John Beckett – South Street From Pump Corner (SRY DKM 277) Courtesy of Dorking Museum

Dorking is a small town in north-eastern Surrey. It sits on the greensand between the chalk of the North Downs and the clay of the Weald in a key position where east-west routes intersect with the passage of the river Mole through the chalk hills.

Earliest settlement was probably Roman: Stane Street passed through the town. The name Dorking, however, comes from the Saxon ‘Dorchingas’. By Domesday the Manor of Dorking covered the modern parishes of Dorking, Capel and the Holmwoods. Later the settlement became a market centre for the surrounding villages and the town’s symbol is the five-clawed Dorking fowl for which the market was famous.

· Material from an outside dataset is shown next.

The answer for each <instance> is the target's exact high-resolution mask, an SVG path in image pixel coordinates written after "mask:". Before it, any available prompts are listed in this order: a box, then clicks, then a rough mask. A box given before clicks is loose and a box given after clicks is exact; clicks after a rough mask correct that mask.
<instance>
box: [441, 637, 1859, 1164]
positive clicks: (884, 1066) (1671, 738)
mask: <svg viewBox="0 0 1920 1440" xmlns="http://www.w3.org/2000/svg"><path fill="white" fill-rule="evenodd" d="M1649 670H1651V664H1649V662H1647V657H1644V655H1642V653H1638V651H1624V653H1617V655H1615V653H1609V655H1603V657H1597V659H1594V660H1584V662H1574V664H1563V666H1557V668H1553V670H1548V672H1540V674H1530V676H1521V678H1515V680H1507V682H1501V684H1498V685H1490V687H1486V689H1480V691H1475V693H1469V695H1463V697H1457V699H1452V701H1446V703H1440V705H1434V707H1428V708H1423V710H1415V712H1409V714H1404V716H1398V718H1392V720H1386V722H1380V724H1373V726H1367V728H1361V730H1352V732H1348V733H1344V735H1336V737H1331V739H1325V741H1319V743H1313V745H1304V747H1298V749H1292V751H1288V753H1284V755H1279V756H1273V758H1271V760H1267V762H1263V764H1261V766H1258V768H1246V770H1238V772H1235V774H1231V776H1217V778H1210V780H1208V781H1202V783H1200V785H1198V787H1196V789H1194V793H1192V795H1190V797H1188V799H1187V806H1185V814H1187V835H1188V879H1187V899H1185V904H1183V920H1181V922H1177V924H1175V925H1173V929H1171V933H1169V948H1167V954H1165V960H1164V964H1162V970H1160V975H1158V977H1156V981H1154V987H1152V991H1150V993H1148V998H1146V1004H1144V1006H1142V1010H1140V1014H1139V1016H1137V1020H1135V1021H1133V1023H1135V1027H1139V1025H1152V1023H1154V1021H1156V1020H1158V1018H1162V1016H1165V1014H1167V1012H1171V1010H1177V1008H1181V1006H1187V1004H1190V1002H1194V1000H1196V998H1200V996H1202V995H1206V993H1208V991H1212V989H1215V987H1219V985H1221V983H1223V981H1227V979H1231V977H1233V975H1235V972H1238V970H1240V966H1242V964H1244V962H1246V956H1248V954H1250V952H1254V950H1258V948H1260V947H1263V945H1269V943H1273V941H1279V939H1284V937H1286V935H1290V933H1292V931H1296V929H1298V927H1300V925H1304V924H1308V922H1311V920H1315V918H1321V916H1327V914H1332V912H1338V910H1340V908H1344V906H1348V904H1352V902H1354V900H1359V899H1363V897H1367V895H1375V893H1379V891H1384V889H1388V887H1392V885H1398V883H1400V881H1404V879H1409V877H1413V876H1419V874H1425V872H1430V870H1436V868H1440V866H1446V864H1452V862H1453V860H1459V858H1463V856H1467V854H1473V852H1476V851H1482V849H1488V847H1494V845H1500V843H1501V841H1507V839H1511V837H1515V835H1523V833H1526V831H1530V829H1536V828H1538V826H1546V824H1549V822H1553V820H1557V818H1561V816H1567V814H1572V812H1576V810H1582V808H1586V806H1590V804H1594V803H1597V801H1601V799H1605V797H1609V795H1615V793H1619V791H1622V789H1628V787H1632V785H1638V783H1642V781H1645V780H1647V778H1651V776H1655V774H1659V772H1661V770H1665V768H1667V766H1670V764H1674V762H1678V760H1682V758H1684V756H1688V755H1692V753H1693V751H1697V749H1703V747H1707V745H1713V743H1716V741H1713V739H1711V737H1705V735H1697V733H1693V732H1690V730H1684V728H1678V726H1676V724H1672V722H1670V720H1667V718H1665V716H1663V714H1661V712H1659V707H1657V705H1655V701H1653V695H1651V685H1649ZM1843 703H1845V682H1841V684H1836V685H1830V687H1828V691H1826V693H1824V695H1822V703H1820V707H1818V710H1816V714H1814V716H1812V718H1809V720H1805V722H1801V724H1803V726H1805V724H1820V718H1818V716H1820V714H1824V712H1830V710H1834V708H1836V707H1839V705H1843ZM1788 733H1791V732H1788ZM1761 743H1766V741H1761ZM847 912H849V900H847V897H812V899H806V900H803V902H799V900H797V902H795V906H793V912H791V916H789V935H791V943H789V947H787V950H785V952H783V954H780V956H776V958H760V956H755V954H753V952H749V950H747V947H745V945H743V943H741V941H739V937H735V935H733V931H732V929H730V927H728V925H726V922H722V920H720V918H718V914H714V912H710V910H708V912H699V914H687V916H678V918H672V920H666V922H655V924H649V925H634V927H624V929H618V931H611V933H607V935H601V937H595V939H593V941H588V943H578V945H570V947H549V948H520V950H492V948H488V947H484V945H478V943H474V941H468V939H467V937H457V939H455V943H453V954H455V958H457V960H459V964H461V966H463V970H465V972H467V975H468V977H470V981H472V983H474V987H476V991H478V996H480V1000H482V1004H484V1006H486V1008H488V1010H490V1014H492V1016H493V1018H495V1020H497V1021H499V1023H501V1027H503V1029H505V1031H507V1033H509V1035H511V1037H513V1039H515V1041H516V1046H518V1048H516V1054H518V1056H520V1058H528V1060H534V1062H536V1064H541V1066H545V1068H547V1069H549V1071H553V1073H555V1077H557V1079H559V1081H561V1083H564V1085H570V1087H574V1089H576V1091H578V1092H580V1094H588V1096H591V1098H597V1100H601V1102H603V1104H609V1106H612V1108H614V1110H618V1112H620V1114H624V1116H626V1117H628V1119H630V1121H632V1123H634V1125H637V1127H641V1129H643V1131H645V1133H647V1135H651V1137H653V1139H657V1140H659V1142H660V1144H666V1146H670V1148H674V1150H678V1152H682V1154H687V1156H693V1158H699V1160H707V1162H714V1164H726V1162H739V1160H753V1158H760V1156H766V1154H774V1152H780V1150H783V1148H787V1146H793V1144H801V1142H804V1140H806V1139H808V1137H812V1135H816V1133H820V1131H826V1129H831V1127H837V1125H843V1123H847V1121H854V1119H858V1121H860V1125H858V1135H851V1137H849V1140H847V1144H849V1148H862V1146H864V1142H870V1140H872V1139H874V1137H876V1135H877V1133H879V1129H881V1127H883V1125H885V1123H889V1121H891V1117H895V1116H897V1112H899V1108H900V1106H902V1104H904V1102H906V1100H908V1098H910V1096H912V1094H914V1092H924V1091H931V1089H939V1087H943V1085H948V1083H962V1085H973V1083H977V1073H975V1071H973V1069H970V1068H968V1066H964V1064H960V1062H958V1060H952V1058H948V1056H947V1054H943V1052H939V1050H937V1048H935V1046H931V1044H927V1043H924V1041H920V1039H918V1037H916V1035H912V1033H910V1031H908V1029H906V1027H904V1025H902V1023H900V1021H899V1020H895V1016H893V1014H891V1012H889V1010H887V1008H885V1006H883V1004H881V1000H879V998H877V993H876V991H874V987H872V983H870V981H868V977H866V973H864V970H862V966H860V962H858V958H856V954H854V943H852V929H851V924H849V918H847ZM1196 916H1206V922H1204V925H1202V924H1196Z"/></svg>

Problems of transport over the chalk to the north and clay to the south hampered growth until the coming of the Horsham to Epsom turnpike in 1755. Though the road did not significantly transform the fortunes of the town’s market, it did make the pure air and beauty of the surrounding countryside accessible. Genteel Londoners came to visit nearby Box Hill and to live. By the mid-nineteenth century the town was surrounded by mansions set in hundreds of acres: Thomas Hope’s treasure house at Deepdene (which swallowed up the adjoining Chart Park and Betchworth Castle estates), Thomas Cubitt’s Denbies, the Barclays’ Bury Hill and Pippbrook.

The town became known for sporting pursuits: Cotmandene was famous for cricket during the eighteenth century and a riotous all-day, street-wide football game was played on Shrove Tuesday until the early twentieth century.

The arrival of railway lines in 1849 and 1867 brought day trippers. Charabancs, bicycles and cars followed as the town became a favoured recreational destination. The early twentieth century saw growth east over the Deepdene estate and south towards the Holmwood. With its slow rail connections to London, however, Dorking has managed to retain its quiet market character.